NATO - Berlin-Contingency
Plans:
Für den Fall, dass die NATO in
einer Krise die Führung über Operationen zur Sicherung der
Zugänge nach Berlin übernommen hätte übernehmen müssen, wurden,
abgestimmt mit der LIVE OAK-Planungsarbeit, eigene
Eventualplanungen für den Einsatz von NATO-Kräften erarbeitet.

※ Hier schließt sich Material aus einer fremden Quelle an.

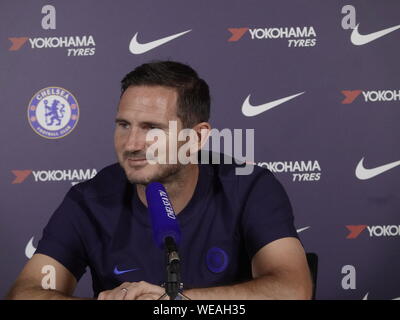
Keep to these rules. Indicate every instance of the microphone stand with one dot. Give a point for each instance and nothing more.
(173, 285)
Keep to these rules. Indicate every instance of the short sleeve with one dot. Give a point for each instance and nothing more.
(61, 238)
(267, 214)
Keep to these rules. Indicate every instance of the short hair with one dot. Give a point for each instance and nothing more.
(193, 103)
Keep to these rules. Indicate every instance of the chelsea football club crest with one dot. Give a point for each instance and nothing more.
(53, 112)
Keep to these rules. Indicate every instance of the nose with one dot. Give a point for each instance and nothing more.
(136, 140)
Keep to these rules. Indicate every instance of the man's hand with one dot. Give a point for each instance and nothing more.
(133, 291)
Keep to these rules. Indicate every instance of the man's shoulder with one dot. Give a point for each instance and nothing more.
(108, 181)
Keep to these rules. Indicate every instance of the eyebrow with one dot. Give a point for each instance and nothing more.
(151, 123)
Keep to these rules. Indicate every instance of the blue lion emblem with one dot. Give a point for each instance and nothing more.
(55, 112)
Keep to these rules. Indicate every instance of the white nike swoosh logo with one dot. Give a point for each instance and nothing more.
(250, 111)
(30, 249)
(302, 229)
(359, 39)
(363, 174)
(138, 48)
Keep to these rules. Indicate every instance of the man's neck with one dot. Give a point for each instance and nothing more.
(180, 191)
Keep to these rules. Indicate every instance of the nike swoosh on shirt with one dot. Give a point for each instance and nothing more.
(363, 174)
(359, 39)
(138, 48)
(30, 249)
(118, 272)
(250, 111)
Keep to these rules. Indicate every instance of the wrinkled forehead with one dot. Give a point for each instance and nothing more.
(156, 102)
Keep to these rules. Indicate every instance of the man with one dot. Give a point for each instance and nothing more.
(238, 238)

Diese sog. Bercon-Pläne sollten lagebedingt und ggf. einander
ergänzend ausgelöst werden:
Bercon Alpha
(Luftoperationen zum Schutz von Lufttransporten sowie zur
Erringung der Luftüberlegenheit mit konventionellen Waffen);
Bercon Bravo (selektiver Einsatz von Nuklearwaffen außerhalb von
Siedlungsgebieten zur Demonstration der Entschlossenheit der
NATO im Falle einer Aggression gegen Berlin); Bercon Charlie
(Angriff durch eine bzw. zwei Divisionen zur Gebietsnahme auf
dem Territorium der DDR als Zwischenziel für weitere Operationen
oder als Faustpfand für politische Verhandlungen); Bercon Delta
/ Marcon (Einsatz von NATO-Seestreitkräften für Repressalien
oder Blockaden).
Die Vorbereitung und
Durchführung der Bercon-Pläne lagen unterhalb der Ebene des
Alliierten Oberbefehlshabers in Europa (SACEUR / SHAPE) in der
Verantwortung des Kommandos Allied Forces Central Europe
(AFCENT) sowie des Kommandos Allied Air Forces Central Europe
(AAFCE). Die Bercon-Pläne erhielten nur den Status
unverbindlicher Überlegungen zur Krisen-Vorsorge und hätten im
Eintrittsfall der Überprüfung, Anpassung und vor allem der
Entscheidung über die Anwendung bedurft. Historische
Bedeutsamkeit haben die Bercon-Pläne erlangt, weil durch die
Planungen die Grenzen der Strategie der „Massiven Vergeltung"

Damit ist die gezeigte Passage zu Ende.